Remember seeing these discussions on Leetcode?
"Java Solution, beats 98.85%"
"4ms solution in C++"
Yea, they get a lot of upvotes. And they're a complete waste of time.
Do you really think the interviewer cares about how many milliseconds your code is going to take?
It's a useless metric even in tech companies. No one is measuring the runtime of your solution. On top of that, it's highly language dependent. Java solutions will naturally be slower than C.
Interviewers care about the time/space complexity. It's what affects performance the most. Few milliseconds here and there don't matter.
In fact, at top tech companies, you can trade off milliseconds for readability. Many of these "best" performing solutions are not very readable.
Ask any interviewer, they would rather have well-structured readable code than something that saves 2ms of runtime.
Most of you probably know this already. But some might be shocked. You might actually consider your faster timed solution better. The worst part is, you might even try to justify this during an interview.

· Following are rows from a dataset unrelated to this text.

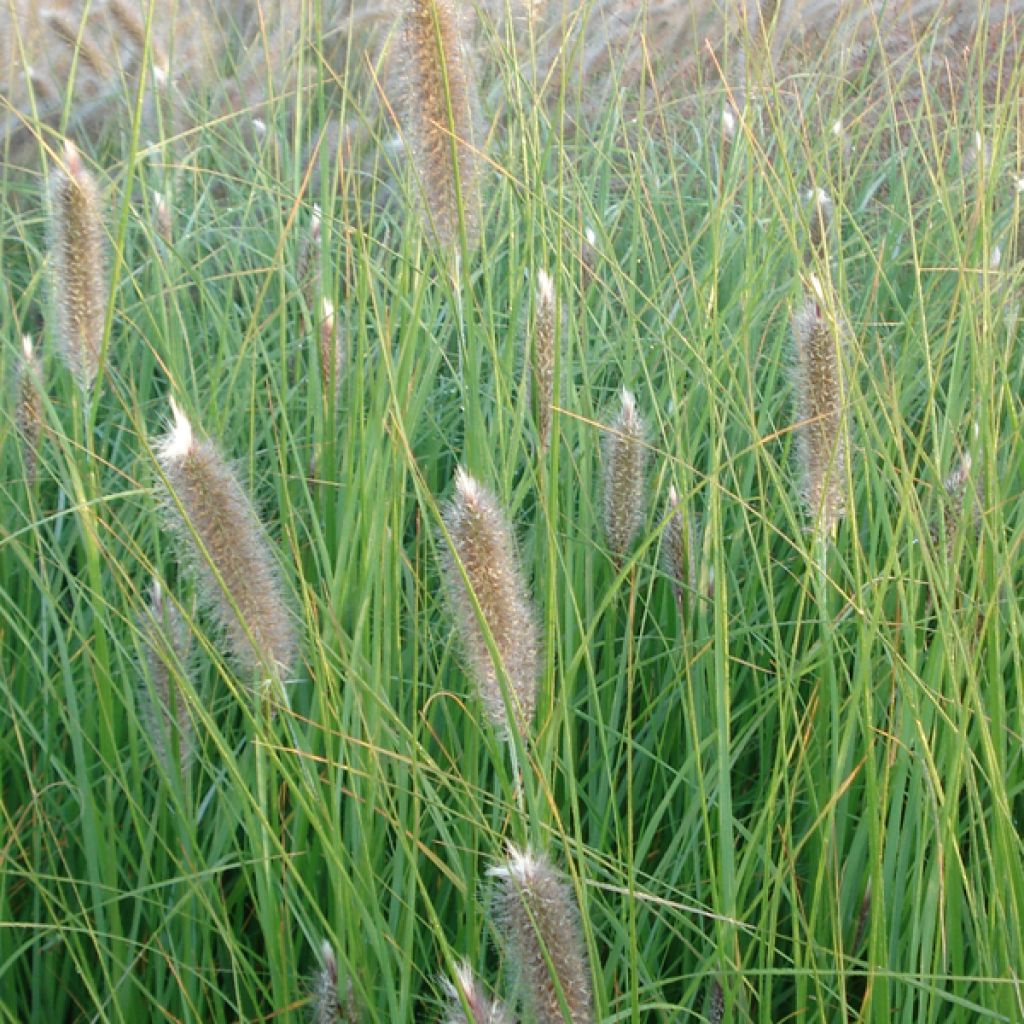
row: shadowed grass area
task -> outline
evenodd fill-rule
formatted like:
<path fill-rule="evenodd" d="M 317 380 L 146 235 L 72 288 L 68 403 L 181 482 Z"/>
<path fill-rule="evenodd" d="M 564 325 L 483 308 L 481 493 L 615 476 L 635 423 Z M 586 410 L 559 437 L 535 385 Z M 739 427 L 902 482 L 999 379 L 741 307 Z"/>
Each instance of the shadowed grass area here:
<path fill-rule="evenodd" d="M 262 127 L 198 111 L 183 136 L 76 139 L 109 247 L 88 400 L 52 337 L 45 188 L 4 172 L 0 1021 L 302 1020 L 325 938 L 361 1021 L 436 1019 L 463 957 L 511 998 L 487 911 L 510 843 L 571 888 L 596 1020 L 700 1020 L 716 983 L 732 1021 L 1019 1020 L 1013 33 L 983 26 L 955 88 L 929 37 L 752 57 L 725 88 L 616 87 L 612 63 L 599 117 L 567 70 L 534 81 L 479 35 L 484 211 L 459 259 L 379 95 L 323 69 Z M 340 161 L 339 102 L 359 126 Z M 820 244 L 811 188 L 834 207 Z M 318 276 L 300 269 L 314 202 Z M 812 274 L 848 332 L 833 539 L 797 464 Z M 624 388 L 646 501 L 613 556 L 602 451 Z M 211 613 L 186 569 L 158 459 L 172 397 L 266 527 L 299 638 L 283 690 L 232 659 L 231 595 Z M 537 609 L 525 738 L 496 734 L 454 639 L 458 467 L 509 516 Z M 689 579 L 662 557 L 676 512 Z M 164 650 L 187 737 L 159 731 L 177 706 L 153 715 L 154 581 L 191 633 L 184 663 Z M 473 656 L 500 654 L 479 632 Z"/>

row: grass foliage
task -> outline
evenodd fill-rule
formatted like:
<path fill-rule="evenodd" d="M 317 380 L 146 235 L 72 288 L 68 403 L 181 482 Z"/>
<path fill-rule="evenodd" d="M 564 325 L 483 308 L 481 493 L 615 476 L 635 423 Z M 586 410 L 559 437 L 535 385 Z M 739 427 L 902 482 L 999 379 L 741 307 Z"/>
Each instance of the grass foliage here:
<path fill-rule="evenodd" d="M 567 73 L 535 81 L 479 35 L 484 213 L 458 260 L 386 110 L 337 82 L 278 97 L 265 130 L 78 139 L 111 300 L 85 396 L 51 338 L 45 185 L 4 177 L 0 1021 L 302 1020 L 325 938 L 366 1022 L 436 1019 L 463 957 L 510 995 L 487 895 L 510 842 L 564 869 L 596 1019 L 700 1020 L 717 981 L 732 1021 L 1021 1020 L 1020 73 L 983 101 L 972 82 L 1004 50 L 979 48 L 944 116 L 928 94 L 907 115 L 876 62 L 868 117 L 830 66 L 751 61 L 730 138 L 728 90 L 624 76 L 577 122 Z M 369 142 L 312 160 L 338 103 Z M 835 213 L 809 247 L 811 187 Z M 824 539 L 795 464 L 811 273 L 848 329 L 847 512 Z M 647 500 L 613 558 L 602 453 L 624 388 Z M 183 568 L 158 459 L 171 397 L 266 527 L 300 637 L 284 695 L 254 690 Z M 453 643 L 460 466 L 514 524 L 537 608 L 526 739 L 495 732 Z M 690 579 L 662 557 L 670 486 L 699 526 Z M 156 645 L 185 770 L 174 715 L 153 714 L 155 580 L 191 634 L 184 662 Z"/>

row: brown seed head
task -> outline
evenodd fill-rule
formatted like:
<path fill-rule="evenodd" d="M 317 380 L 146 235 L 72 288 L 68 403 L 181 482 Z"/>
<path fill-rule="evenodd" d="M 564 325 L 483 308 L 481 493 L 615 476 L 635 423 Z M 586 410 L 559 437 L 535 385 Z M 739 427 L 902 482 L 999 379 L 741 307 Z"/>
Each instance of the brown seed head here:
<path fill-rule="evenodd" d="M 538 1024 L 590 1024 L 590 962 L 572 890 L 546 857 L 511 846 L 488 873 L 498 879 L 495 924 Z"/>
<path fill-rule="evenodd" d="M 444 519 L 455 548 L 444 575 L 469 671 L 495 728 L 504 734 L 512 722 L 525 736 L 537 702 L 540 642 L 512 527 L 495 498 L 462 469 L 456 473 L 455 498 Z M 494 640 L 500 669 L 470 592 Z M 506 708 L 499 672 L 508 680 L 512 708 Z"/>
<path fill-rule="evenodd" d="M 623 388 L 622 409 L 604 445 L 604 532 L 616 566 L 622 564 L 643 521 L 645 433 L 636 399 Z"/>
<path fill-rule="evenodd" d="M 297 644 L 269 542 L 227 463 L 210 441 L 196 439 L 173 400 L 172 410 L 160 463 L 184 512 L 182 535 L 201 590 L 242 668 L 281 680 Z"/>
<path fill-rule="evenodd" d="M 804 504 L 815 532 L 831 537 L 846 511 L 845 389 L 840 358 L 843 328 L 823 312 L 821 285 L 793 317 L 796 348 L 797 457 Z"/>
<path fill-rule="evenodd" d="M 532 385 L 537 434 L 541 451 L 551 441 L 551 407 L 555 388 L 555 286 L 551 274 L 539 270 L 534 301 Z"/>
<path fill-rule="evenodd" d="M 191 649 L 188 626 L 155 580 L 150 589 L 150 613 L 142 621 L 148 684 L 139 688 L 139 714 L 166 769 L 177 743 L 181 770 L 195 755 L 191 719 L 180 685 L 180 672 Z M 152 689 L 151 689 L 152 686 Z"/>
<path fill-rule="evenodd" d="M 446 1001 L 444 1024 L 513 1024 L 508 1009 L 500 999 L 487 995 L 465 962 L 456 968 L 455 980 L 445 979 L 442 985 Z"/>
<path fill-rule="evenodd" d="M 106 279 L 99 198 L 73 142 L 53 174 L 51 257 L 60 352 L 79 387 L 99 373 L 106 316 Z"/>
<path fill-rule="evenodd" d="M 399 69 L 406 133 L 432 231 L 443 248 L 456 248 L 461 210 L 472 248 L 479 234 L 477 98 L 456 0 L 406 0 Z"/>

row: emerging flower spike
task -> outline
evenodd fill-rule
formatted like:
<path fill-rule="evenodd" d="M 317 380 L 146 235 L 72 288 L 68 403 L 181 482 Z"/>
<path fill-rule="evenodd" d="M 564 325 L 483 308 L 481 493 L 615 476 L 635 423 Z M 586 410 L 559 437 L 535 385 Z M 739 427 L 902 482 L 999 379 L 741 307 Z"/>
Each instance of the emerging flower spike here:
<path fill-rule="evenodd" d="M 242 484 L 171 400 L 174 426 L 159 457 L 185 521 L 182 534 L 204 597 L 236 659 L 259 679 L 281 680 L 296 639 L 266 535 Z M 172 508 L 177 506 L 172 500 Z"/>
<path fill-rule="evenodd" d="M 455 548 L 444 572 L 449 598 L 483 710 L 500 734 L 505 735 L 512 722 L 525 736 L 537 702 L 540 642 L 512 527 L 495 498 L 462 469 L 456 473 L 455 498 L 444 520 Z M 500 669 L 490 656 L 473 597 L 494 639 Z M 511 708 L 506 708 L 500 671 L 508 680 Z"/>
<path fill-rule="evenodd" d="M 470 248 L 479 234 L 477 98 L 456 0 L 406 0 L 399 69 L 406 132 L 437 242 Z"/>
<path fill-rule="evenodd" d="M 696 530 L 692 519 L 687 520 L 683 515 L 679 495 L 673 486 L 669 487 L 667 504 L 669 519 L 662 542 L 662 557 L 665 571 L 672 581 L 676 607 L 682 615 L 688 603 L 687 593 L 695 594 L 697 589 Z"/>
<path fill-rule="evenodd" d="M 487 995 L 465 961 L 455 969 L 455 981 L 441 984 L 447 1004 L 443 1024 L 514 1024 L 508 1009 Z"/>
<path fill-rule="evenodd" d="M 532 342 L 537 434 L 541 451 L 547 452 L 551 442 L 551 408 L 555 387 L 555 286 L 546 270 L 537 273 Z"/>
<path fill-rule="evenodd" d="M 807 194 L 810 206 L 810 230 L 807 239 L 808 258 L 824 262 L 828 259 L 828 231 L 833 222 L 833 201 L 823 188 Z"/>
<path fill-rule="evenodd" d="M 538 1024 L 590 1024 L 590 962 L 572 890 L 547 858 L 513 846 L 488 873 L 498 879 L 495 925 L 532 1017 Z"/>
<path fill-rule="evenodd" d="M 43 371 L 32 345 L 32 338 L 22 339 L 22 357 L 14 374 L 14 423 L 22 439 L 22 458 L 26 480 L 36 480 L 39 468 L 39 440 L 43 432 Z"/>
<path fill-rule="evenodd" d="M 636 399 L 625 388 L 622 402 L 604 445 L 604 532 L 616 568 L 643 521 L 647 467 L 646 428 Z"/>
<path fill-rule="evenodd" d="M 88 391 L 99 373 L 106 317 L 106 278 L 99 198 L 73 142 L 51 186 L 53 304 L 60 353 L 79 387 Z"/>
<path fill-rule="evenodd" d="M 325 299 L 321 308 L 319 356 L 324 393 L 333 393 L 337 398 L 341 387 L 341 372 L 345 367 L 345 346 L 342 342 L 341 325 L 330 299 Z"/>
<path fill-rule="evenodd" d="M 181 612 L 164 598 L 156 580 L 150 589 L 150 614 L 143 620 L 142 636 L 150 680 L 139 688 L 139 715 L 165 769 L 170 769 L 177 742 L 183 772 L 191 763 L 196 743 L 175 673 L 188 658 L 191 637 Z"/>
<path fill-rule="evenodd" d="M 816 278 L 813 294 L 793 317 L 796 348 L 797 457 L 804 504 L 815 532 L 833 537 L 846 512 L 847 444 L 845 388 L 840 359 L 843 328 L 822 312 L 824 294 Z"/>

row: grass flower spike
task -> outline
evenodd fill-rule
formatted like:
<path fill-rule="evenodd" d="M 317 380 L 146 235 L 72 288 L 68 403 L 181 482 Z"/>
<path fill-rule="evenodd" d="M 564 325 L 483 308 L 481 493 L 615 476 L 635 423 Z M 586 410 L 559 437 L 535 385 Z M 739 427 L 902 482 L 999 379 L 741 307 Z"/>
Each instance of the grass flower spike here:
<path fill-rule="evenodd" d="M 399 69 L 406 133 L 438 243 L 479 233 L 476 83 L 456 0 L 406 0 Z"/>
<path fill-rule="evenodd" d="M 644 422 L 632 392 L 611 424 L 604 451 L 604 532 L 615 566 L 623 563 L 644 516 L 647 449 Z"/>
<path fill-rule="evenodd" d="M 487 995 L 468 964 L 456 968 L 455 981 L 445 980 L 442 984 L 447 1004 L 444 1024 L 513 1024 L 508 1009 Z"/>
<path fill-rule="evenodd" d="M 180 503 L 183 536 L 206 600 L 236 659 L 259 679 L 282 679 L 296 639 L 270 547 L 242 484 L 210 441 L 197 440 L 174 403 L 160 463 Z"/>
<path fill-rule="evenodd" d="M 43 371 L 32 338 L 25 335 L 14 374 L 14 423 L 22 438 L 22 459 L 29 483 L 35 481 L 39 466 L 39 440 L 43 432 L 42 380 Z"/>
<path fill-rule="evenodd" d="M 106 275 L 96 183 L 73 142 L 65 142 L 63 166 L 53 175 L 50 245 L 60 352 L 88 391 L 103 349 Z"/>
<path fill-rule="evenodd" d="M 793 318 L 796 348 L 797 457 L 804 504 L 815 532 L 833 537 L 846 512 L 845 388 L 840 358 L 843 328 L 826 318 L 820 282 Z"/>
<path fill-rule="evenodd" d="M 526 735 L 537 702 L 540 643 L 512 527 L 495 498 L 462 469 L 445 524 L 455 548 L 445 567 L 449 596 L 484 711 L 499 732 L 504 734 L 511 721 Z M 474 597 L 508 679 L 510 709 Z"/>
<path fill-rule="evenodd" d="M 538 1024 L 589 1024 L 590 962 L 572 890 L 547 858 L 512 846 L 508 859 L 488 873 L 499 883 L 495 924 L 532 1018 Z"/>
<path fill-rule="evenodd" d="M 191 719 L 175 673 L 180 672 L 180 666 L 188 658 L 191 638 L 181 612 L 173 602 L 165 599 L 163 588 L 157 581 L 150 590 L 150 613 L 143 622 L 142 635 L 150 685 L 140 688 L 139 714 L 164 767 L 170 768 L 176 742 L 181 770 L 184 771 L 191 761 L 196 744 Z"/>
<path fill-rule="evenodd" d="M 546 270 L 537 274 L 531 362 L 537 434 L 541 451 L 546 452 L 551 441 L 555 387 L 555 286 Z"/>

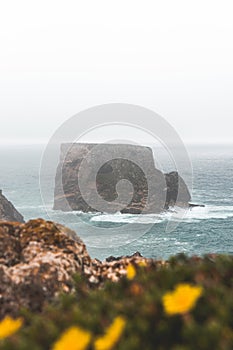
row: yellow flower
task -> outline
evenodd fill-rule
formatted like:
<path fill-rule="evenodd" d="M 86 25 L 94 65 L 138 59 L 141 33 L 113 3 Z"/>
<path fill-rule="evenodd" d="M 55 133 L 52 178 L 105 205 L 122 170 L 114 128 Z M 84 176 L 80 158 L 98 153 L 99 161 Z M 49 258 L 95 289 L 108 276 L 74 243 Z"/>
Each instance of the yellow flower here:
<path fill-rule="evenodd" d="M 107 328 L 104 336 L 95 341 L 95 350 L 110 350 L 120 339 L 125 328 L 125 319 L 121 316 L 115 318 L 110 327 Z"/>
<path fill-rule="evenodd" d="M 136 269 L 132 264 L 129 264 L 127 266 L 126 276 L 127 276 L 128 280 L 132 280 L 136 276 Z"/>
<path fill-rule="evenodd" d="M 168 315 L 183 314 L 191 310 L 201 296 L 202 287 L 188 283 L 178 284 L 174 292 L 167 292 L 163 296 L 163 306 Z"/>
<path fill-rule="evenodd" d="M 145 260 L 141 260 L 141 261 L 139 261 L 137 264 L 138 264 L 138 266 L 140 266 L 140 267 L 146 267 L 146 266 L 147 266 L 147 263 L 146 263 Z"/>
<path fill-rule="evenodd" d="M 53 350 L 85 350 L 90 343 L 91 333 L 79 327 L 68 328 L 53 345 Z"/>
<path fill-rule="evenodd" d="M 22 318 L 17 318 L 14 320 L 13 318 L 6 316 L 0 322 L 0 339 L 7 338 L 17 332 L 22 327 L 22 324 Z"/>

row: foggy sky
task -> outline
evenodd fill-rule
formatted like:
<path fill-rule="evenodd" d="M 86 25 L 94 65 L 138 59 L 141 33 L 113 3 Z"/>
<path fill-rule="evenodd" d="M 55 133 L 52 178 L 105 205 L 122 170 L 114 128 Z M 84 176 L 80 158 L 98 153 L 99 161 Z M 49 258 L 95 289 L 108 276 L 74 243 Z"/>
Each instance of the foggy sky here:
<path fill-rule="evenodd" d="M 2 2 L 0 143 L 47 141 L 110 102 L 153 109 L 185 142 L 230 142 L 232 10 L 230 0 Z"/>

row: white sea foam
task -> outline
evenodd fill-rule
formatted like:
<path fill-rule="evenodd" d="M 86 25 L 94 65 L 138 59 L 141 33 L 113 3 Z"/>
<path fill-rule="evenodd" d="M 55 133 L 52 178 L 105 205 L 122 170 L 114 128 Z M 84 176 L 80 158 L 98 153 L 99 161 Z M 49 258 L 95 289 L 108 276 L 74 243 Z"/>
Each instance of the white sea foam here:
<path fill-rule="evenodd" d="M 208 219 L 227 219 L 233 218 L 233 206 L 205 206 L 194 207 L 184 210 L 178 207 L 173 208 L 161 214 L 99 214 L 91 218 L 92 222 L 115 222 L 115 223 L 140 223 L 151 224 L 161 223 L 165 220 L 194 222 Z"/>

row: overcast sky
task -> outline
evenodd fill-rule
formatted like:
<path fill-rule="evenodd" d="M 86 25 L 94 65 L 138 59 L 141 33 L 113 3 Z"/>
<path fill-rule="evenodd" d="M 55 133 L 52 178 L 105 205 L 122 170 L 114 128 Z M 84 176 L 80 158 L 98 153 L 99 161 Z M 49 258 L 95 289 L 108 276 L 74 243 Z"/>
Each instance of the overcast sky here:
<path fill-rule="evenodd" d="M 232 140 L 232 0 L 2 1 L 0 50 L 0 142 L 46 141 L 110 102 L 185 142 Z"/>

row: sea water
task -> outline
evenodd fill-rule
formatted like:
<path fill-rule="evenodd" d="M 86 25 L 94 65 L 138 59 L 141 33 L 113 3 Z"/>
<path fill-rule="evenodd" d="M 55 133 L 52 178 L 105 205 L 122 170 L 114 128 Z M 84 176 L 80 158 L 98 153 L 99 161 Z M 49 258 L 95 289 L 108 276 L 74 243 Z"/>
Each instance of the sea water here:
<path fill-rule="evenodd" d="M 0 189 L 25 220 L 42 217 L 74 229 L 93 258 L 103 260 L 136 251 L 157 259 L 181 252 L 233 254 L 232 146 L 199 145 L 188 150 L 193 166 L 192 202 L 205 207 L 192 208 L 182 220 L 179 208 L 159 215 L 64 213 L 52 210 L 52 200 L 45 208 L 39 185 L 43 145 L 1 146 Z M 48 192 L 53 190 L 48 188 Z M 177 225 L 167 230 L 171 220 Z M 119 234 L 111 235 L 114 228 Z"/>

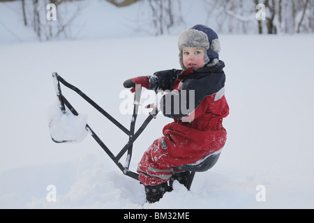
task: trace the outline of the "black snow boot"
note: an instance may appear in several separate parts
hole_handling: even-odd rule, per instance
[[[154,186],[145,185],[147,202],[153,203],[159,201],[167,190],[168,184],[167,182]]]
[[[172,187],[173,182],[177,180],[179,181],[179,183],[183,184],[186,187],[188,185],[188,179],[190,178],[190,171],[181,171],[172,174],[172,176],[169,180],[170,187]]]

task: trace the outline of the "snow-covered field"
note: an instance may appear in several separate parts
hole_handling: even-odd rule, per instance
[[[58,72],[128,128],[123,82],[179,68],[177,37],[0,43],[0,208],[313,208],[313,38],[220,35],[230,107],[223,152],[210,171],[196,174],[190,192],[175,183],[160,201],[144,206],[144,187],[91,137],[73,144],[51,140],[51,74]],[[76,94],[63,93],[114,153],[124,146],[124,133]],[[132,170],[170,121],[159,115],[149,124],[135,144]]]

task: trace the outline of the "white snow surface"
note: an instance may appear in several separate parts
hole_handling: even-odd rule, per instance
[[[128,128],[131,116],[119,110],[122,83],[179,68],[177,36],[0,43],[0,208],[313,208],[313,38],[220,36],[227,144],[211,169],[196,174],[190,191],[175,183],[154,204],[144,204],[143,185],[124,176],[91,136],[80,144],[52,141],[52,73]],[[63,93],[117,154],[128,137],[75,93]],[[137,127],[147,116],[140,109]],[[132,171],[171,121],[158,115],[137,139]],[[259,185],[264,201],[257,199]]]

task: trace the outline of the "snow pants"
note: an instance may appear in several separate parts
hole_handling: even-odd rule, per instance
[[[165,125],[163,133],[138,164],[139,179],[145,185],[167,182],[174,173],[181,171],[176,167],[195,162],[220,150],[227,137],[222,125],[214,130],[198,130],[174,122]]]

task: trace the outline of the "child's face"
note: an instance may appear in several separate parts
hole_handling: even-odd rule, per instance
[[[200,48],[185,47],[182,50],[183,63],[184,66],[190,69],[197,70],[204,68],[204,50]]]

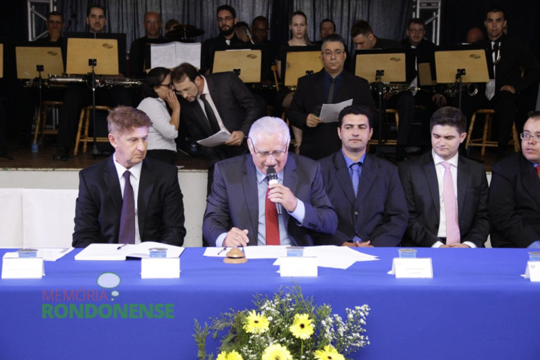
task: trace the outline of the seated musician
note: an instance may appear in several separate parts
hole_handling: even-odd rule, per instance
[[[105,9],[100,5],[91,5],[87,11],[89,32],[103,33],[106,24]],[[125,54],[120,55],[123,56]],[[91,55],[89,54],[89,56]],[[121,71],[125,67],[122,66],[124,62],[122,57],[119,57],[118,60]],[[123,87],[98,87],[96,89],[96,105],[110,107],[120,105],[130,106],[132,102],[131,93]],[[58,123],[56,152],[53,155],[54,160],[66,161],[69,159],[70,149],[75,143],[78,129],[81,109],[91,104],[92,91],[86,84],[71,85],[69,91],[65,91],[64,105],[60,111]]]

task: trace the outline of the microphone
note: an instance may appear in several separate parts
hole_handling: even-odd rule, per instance
[[[267,177],[268,178],[268,185],[273,183],[278,183],[278,174],[276,173],[276,169],[273,166],[269,166],[267,169]],[[283,212],[281,204],[279,203],[276,204],[276,210],[278,211],[278,215],[280,215]]]

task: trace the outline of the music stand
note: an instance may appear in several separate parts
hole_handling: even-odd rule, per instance
[[[118,75],[118,40],[116,39],[68,39],[66,71],[69,74],[91,74],[93,121],[92,154],[94,156],[101,154],[96,141],[96,75]],[[91,57],[89,58],[89,56]]]
[[[487,82],[487,53],[485,49],[438,51],[435,52],[438,84],[458,83],[458,107],[461,109],[462,82]]]
[[[407,62],[411,61],[410,52],[405,50],[357,50],[355,51],[354,75],[363,78],[370,83],[377,84],[379,98],[379,134],[377,156],[382,156],[383,82],[404,82],[407,79]]]
[[[39,116],[43,114],[43,79],[48,78],[48,74],[61,75],[64,71],[64,61],[62,58],[62,48],[60,46],[15,46],[17,78],[19,80],[37,78],[37,88],[39,95]],[[36,129],[36,137],[39,134],[37,144],[43,144],[43,127]]]
[[[260,49],[219,51],[214,53],[213,73],[233,71],[245,83],[260,82],[262,51]]]
[[[287,49],[284,62],[281,71],[284,74],[283,84],[286,87],[296,87],[300,78],[323,69],[321,46],[291,46]]]

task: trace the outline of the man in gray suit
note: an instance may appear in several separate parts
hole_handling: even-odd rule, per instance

Please don't fall for it.
Measuring runtime is a relic of competitive programming. Interviews are not competitive programming.
Don't waste your valuable time on even looking at this.
And most of all, don't feel disappointed if your solution is at the bottom 10% of solutions. It doesn't matter in interviews.
Balance Check [1]
There is no balance check for this one. Just ignore runtime, it is 100% useless for interviews.
You should only care about the time and space complexity. And of course, you don't want to do things like make infinite loops. But any reasonable runtime is good enough. So just avoid thinking about it.